Bagaimana cara menghadapinya? Kalau anak cari perhatian sampai menyakiti diri sendiri (menghantam-hantam kepalanya ke tembok) atau menyakiti orang lain, langkah awal adalah mengamankan anak dari tindakan yang bisa membahayakan dirinya atau orang lain. Peluk dan bawa ia ke tempat yang lebih sepi, umumnya hal ini akan membuatnya lebih tenang.
Setelah tenang, ajak anak bicara. Bantu dia mengenali, merefleksi dan menamai perasaannya, seperti marah, kesal, cemburu, dan lainnya. Kita bisa bilang, "Kakak marah ya?" Cari tahu penyebab kemarahannya. Jika kita sudah tahu, jelaskan bahwa kita tidak bermaksud membuat anak marah. "Adek kan masih kecil, belum bisa melakukan apa-apa sendiri, jadi Mama harus merawatnya." Lalu diskusikan pilihan apa saja yang boleh dan tidak boleh dia lakukan ketika marah.
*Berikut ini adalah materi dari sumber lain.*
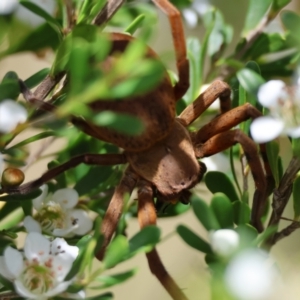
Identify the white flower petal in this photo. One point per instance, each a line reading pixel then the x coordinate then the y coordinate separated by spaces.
pixel 58 289
pixel 32 225
pixel 224 241
pixel 32 19
pixel 293 132
pixel 270 92
pixel 67 197
pixel 36 247
pixel 190 17
pixel 58 245
pixel 4 270
pixel 11 114
pixel 23 291
pixel 248 277
pixel 8 6
pixel 38 201
pixel 84 222
pixel 265 129
pixel 217 162
pixel 14 261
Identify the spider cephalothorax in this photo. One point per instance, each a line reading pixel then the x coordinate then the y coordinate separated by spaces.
pixel 163 159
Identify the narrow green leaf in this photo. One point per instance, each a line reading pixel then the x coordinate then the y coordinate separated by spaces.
pixel 204 214
pixel 36 78
pixel 144 240
pixel 111 280
pixel 34 138
pixel 117 250
pixel 193 239
pixel 291 21
pixel 296 198
pixel 123 123
pixel 255 13
pixel 224 185
pixel 223 210
pixel 272 149
pixel 241 212
pixel 135 24
pixel 194 56
pixel 26 197
pixel 279 4
pixel 250 80
pixel 9 87
pixel 81 244
pixel 42 13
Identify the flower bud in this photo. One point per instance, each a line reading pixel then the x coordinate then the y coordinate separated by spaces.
pixel 12 177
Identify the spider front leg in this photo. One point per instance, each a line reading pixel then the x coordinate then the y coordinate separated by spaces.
pixel 147 216
pixel 115 209
pixel 218 89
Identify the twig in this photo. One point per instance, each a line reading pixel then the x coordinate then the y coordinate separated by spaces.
pixel 285 232
pixel 69 11
pixel 281 196
pixel 47 85
pixel 109 9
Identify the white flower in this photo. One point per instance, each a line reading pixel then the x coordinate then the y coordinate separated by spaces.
pixel 8 6
pixel 39 271
pixel 284 106
pixel 217 162
pixel 28 17
pixel 249 277
pixel 224 242
pixel 57 215
pixel 11 114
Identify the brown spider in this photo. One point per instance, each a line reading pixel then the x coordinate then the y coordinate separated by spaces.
pixel 163 160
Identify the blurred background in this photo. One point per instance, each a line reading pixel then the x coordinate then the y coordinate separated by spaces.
pixel 185 264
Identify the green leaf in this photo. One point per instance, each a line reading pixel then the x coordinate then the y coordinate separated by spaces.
pixel 123 123
pixel 241 212
pixel 272 149
pixel 9 87
pixel 204 214
pixel 171 210
pixel 194 56
pixel 111 280
pixel 36 78
pixel 26 197
pixel 117 250
pixel 279 4
pixel 291 21
pixel 82 245
pixel 250 80
pixel 223 210
pixel 255 13
pixel 193 239
pixel 224 185
pixel 42 13
pixel 135 24
pixel 34 138
pixel 91 180
pixel 106 296
pixel 296 198
pixel 144 240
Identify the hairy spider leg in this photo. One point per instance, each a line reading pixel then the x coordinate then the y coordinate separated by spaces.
pixel 225 140
pixel 146 217
pixel 218 89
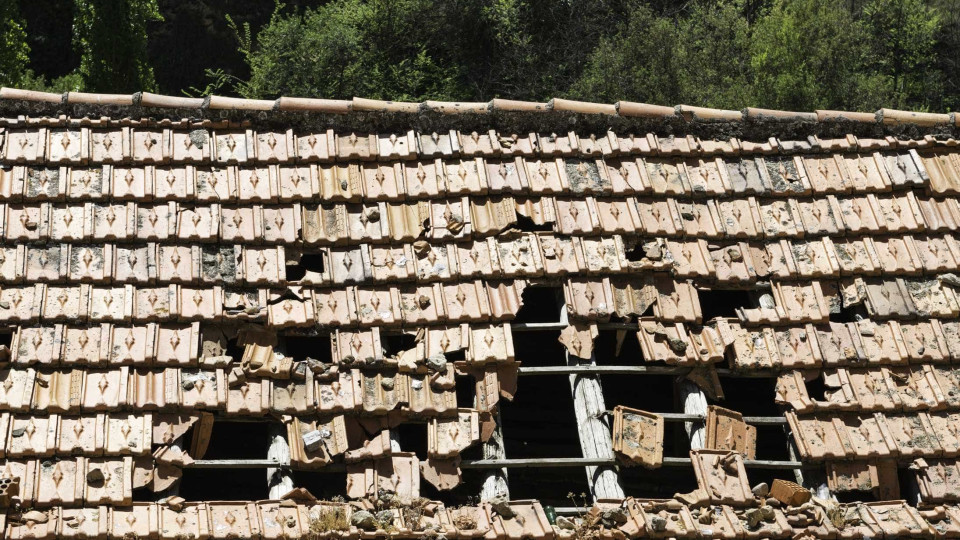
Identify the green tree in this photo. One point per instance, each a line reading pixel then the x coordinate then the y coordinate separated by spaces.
pixel 902 37
pixel 713 47
pixel 379 49
pixel 811 54
pixel 111 37
pixel 697 56
pixel 639 63
pixel 14 51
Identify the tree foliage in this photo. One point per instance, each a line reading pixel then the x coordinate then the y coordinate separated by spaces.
pixel 14 51
pixel 786 54
pixel 111 36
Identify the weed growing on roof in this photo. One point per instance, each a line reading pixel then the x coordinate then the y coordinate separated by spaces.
pixel 587 524
pixel 464 517
pixel 331 518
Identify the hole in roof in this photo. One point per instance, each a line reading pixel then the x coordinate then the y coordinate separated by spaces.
pixel 751 396
pixel 724 302
pixel 526 224
pixel 308 267
pixel 238 440
pixel 651 393
pixel 413 438
pixel 302 347
pixel 466 391
pixel 538 348
pixel 395 343
pixel 619 345
pixel 540 304
pixel 224 484
pixel 540 421
pixel 816 388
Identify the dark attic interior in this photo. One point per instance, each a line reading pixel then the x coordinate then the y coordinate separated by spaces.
pixel 227 320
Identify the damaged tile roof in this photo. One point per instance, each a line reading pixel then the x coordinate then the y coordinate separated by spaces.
pixel 158 260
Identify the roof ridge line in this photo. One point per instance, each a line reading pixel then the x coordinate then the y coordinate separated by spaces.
pixel 626 109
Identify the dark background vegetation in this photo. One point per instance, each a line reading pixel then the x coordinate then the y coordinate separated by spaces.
pixel 787 54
Orangtua tidak perlu langsung menekan ekspresi kemarahan anak. Anak boleh saja marah, karena merupakan ekspresi yang amat manusiawi. Yang terpenting bagaimana anak dapat menyalurkan kemarahan dengan cara yang lebih tepat. Umpama, anak boleh berteriak tapi di dalam kamar, mencoret tetapi di kertas bukan di dinding, berikan mainan yang lunak dan tak mudah rusak jika ia ingin membanting mainannya. Tekankan, hal-hal yang tidak ditoleransi oleh kita, seperti menyakiti diri sendiri atau orang lain.
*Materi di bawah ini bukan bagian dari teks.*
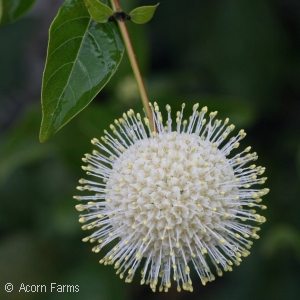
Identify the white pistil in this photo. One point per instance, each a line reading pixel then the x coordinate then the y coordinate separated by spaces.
pixel 171 197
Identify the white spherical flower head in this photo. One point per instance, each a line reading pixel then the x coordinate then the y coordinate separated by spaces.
pixel 171 199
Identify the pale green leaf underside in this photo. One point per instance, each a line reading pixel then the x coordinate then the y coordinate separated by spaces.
pixel 98 11
pixel 143 14
pixel 82 56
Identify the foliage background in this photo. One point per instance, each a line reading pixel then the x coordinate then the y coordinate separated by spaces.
pixel 237 56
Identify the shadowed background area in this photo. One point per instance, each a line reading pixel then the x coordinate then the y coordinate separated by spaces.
pixel 239 57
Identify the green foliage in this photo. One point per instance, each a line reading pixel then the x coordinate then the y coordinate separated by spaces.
pixel 143 14
pixel 98 11
pixel 82 57
pixel 11 10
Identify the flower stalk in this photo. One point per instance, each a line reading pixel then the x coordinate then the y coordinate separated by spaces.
pixel 134 64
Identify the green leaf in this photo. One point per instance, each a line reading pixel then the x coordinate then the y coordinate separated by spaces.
pixel 82 57
pixel 11 10
pixel 143 14
pixel 99 11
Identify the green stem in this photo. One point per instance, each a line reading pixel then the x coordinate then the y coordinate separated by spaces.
pixel 133 62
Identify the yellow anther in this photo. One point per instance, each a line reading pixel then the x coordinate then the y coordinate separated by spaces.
pixel 79 207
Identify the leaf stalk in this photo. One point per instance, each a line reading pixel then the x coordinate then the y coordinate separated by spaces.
pixel 134 64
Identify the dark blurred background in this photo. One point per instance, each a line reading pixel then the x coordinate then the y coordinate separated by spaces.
pixel 239 57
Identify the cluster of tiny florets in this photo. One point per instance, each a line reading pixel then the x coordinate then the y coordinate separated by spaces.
pixel 171 197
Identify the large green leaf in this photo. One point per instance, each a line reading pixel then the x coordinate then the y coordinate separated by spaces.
pixel 11 10
pixel 82 56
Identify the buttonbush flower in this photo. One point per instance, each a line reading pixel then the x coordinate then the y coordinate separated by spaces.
pixel 171 199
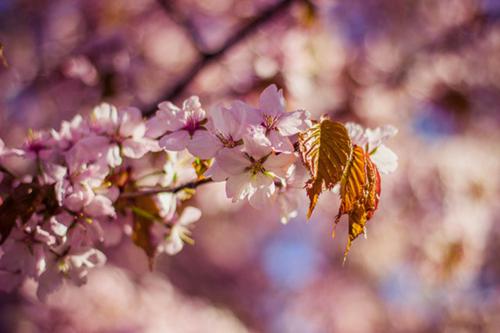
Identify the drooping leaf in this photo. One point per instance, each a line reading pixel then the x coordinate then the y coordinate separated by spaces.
pixel 325 149
pixel 21 204
pixel 353 181
pixel 362 206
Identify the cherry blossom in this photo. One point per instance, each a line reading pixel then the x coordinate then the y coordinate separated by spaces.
pixel 179 128
pixel 251 171
pixel 279 124
pixel 92 181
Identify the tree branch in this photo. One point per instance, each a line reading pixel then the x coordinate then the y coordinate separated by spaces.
pixel 207 58
pixel 158 190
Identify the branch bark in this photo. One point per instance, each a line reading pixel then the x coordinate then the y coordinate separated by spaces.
pixel 158 190
pixel 207 58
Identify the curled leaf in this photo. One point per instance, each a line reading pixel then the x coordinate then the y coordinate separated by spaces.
pixel 359 198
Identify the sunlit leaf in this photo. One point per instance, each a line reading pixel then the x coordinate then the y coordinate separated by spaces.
pixel 325 149
pixel 353 181
pixel 360 193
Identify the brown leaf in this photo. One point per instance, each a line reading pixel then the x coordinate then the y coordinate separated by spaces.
pixel 325 149
pixel 359 199
pixel 353 181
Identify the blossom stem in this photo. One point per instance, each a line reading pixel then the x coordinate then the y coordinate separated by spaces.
pixel 156 190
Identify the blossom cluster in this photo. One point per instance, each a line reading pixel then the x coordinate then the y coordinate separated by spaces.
pixel 115 173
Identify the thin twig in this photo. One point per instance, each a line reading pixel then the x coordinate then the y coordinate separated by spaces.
pixel 265 16
pixel 158 190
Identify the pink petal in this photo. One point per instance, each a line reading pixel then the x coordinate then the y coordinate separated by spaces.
pixel 280 143
pixel 385 160
pixel 134 148
pixel 204 145
pixel 263 195
pixel 291 123
pixel 271 101
pixel 232 161
pixel 189 215
pixel 256 143
pixel 131 123
pixel 216 173
pixel 279 164
pixel 175 141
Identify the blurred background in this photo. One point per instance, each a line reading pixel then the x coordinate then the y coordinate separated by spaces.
pixel 431 68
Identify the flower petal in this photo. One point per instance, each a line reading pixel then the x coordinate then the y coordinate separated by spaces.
pixel 204 145
pixel 239 187
pixel 271 101
pixel 175 141
pixel 232 161
pixel 291 123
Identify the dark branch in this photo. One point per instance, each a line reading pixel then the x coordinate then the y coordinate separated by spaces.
pixel 207 58
pixel 157 190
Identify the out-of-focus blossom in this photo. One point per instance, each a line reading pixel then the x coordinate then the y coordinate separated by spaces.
pixel 179 232
pixel 251 171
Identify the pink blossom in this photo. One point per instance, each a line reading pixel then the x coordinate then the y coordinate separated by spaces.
pixel 251 171
pixel 227 126
pixel 125 130
pixel 279 124
pixel 179 232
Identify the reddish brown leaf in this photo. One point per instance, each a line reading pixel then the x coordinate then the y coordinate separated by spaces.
pixel 325 149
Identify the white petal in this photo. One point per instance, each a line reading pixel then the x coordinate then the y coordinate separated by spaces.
pixel 134 148
pixel 204 145
pixel 238 187
pixel 279 164
pixel 264 191
pixel 271 101
pixel 216 173
pixel 189 215
pixel 175 141
pixel 291 123
pixel 131 123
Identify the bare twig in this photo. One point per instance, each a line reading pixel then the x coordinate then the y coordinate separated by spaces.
pixel 157 190
pixel 207 58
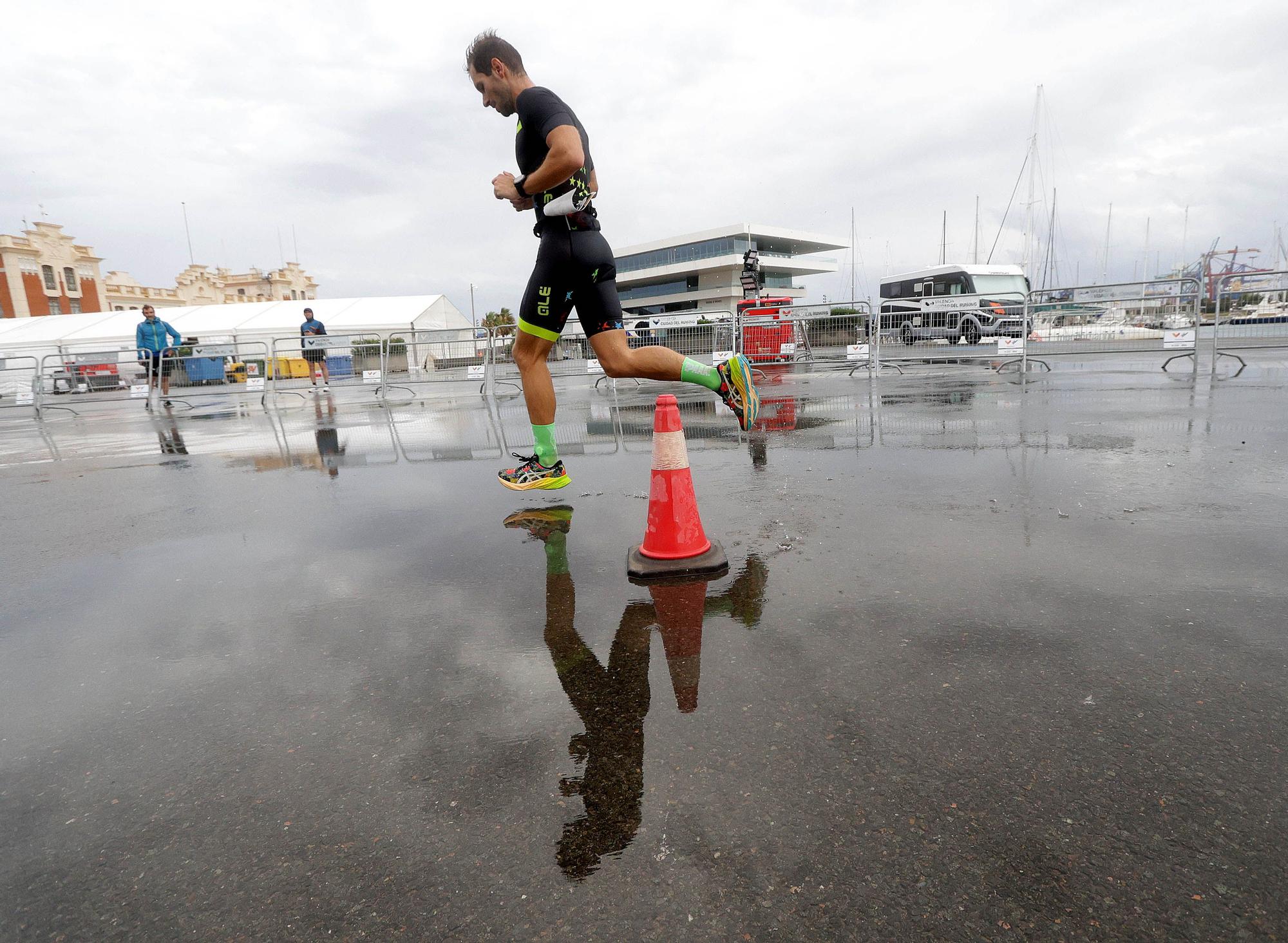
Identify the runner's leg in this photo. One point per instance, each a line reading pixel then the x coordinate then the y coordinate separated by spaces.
pixel 543 314
pixel 601 314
Beberapa tantrum, tidak perlu direspons khusus oleh orangtua. Seperti tantrum yang bertujuan hanya untuk sekadar caper (dan tampak tidak membahayakan dirinya) bisa kita abaikan karena umumnya akan reda sendiri. Memberi anak perhatian pun, sekali lagi, bisa menjadi "hadiah" baginya dan mendorongnya untuk melakukan perilaku negatif itu kembali. Namun di lain waktu, kita tetap perlu memberi arahan bahwa apa yang dilakukannya tak baik, sehingga anak tahu bahwa bentuk caper-nya salah dan tak boleh dilakukan. Tanpa pengarahan, anak akan merasa apa yang dilakukannya itu benar.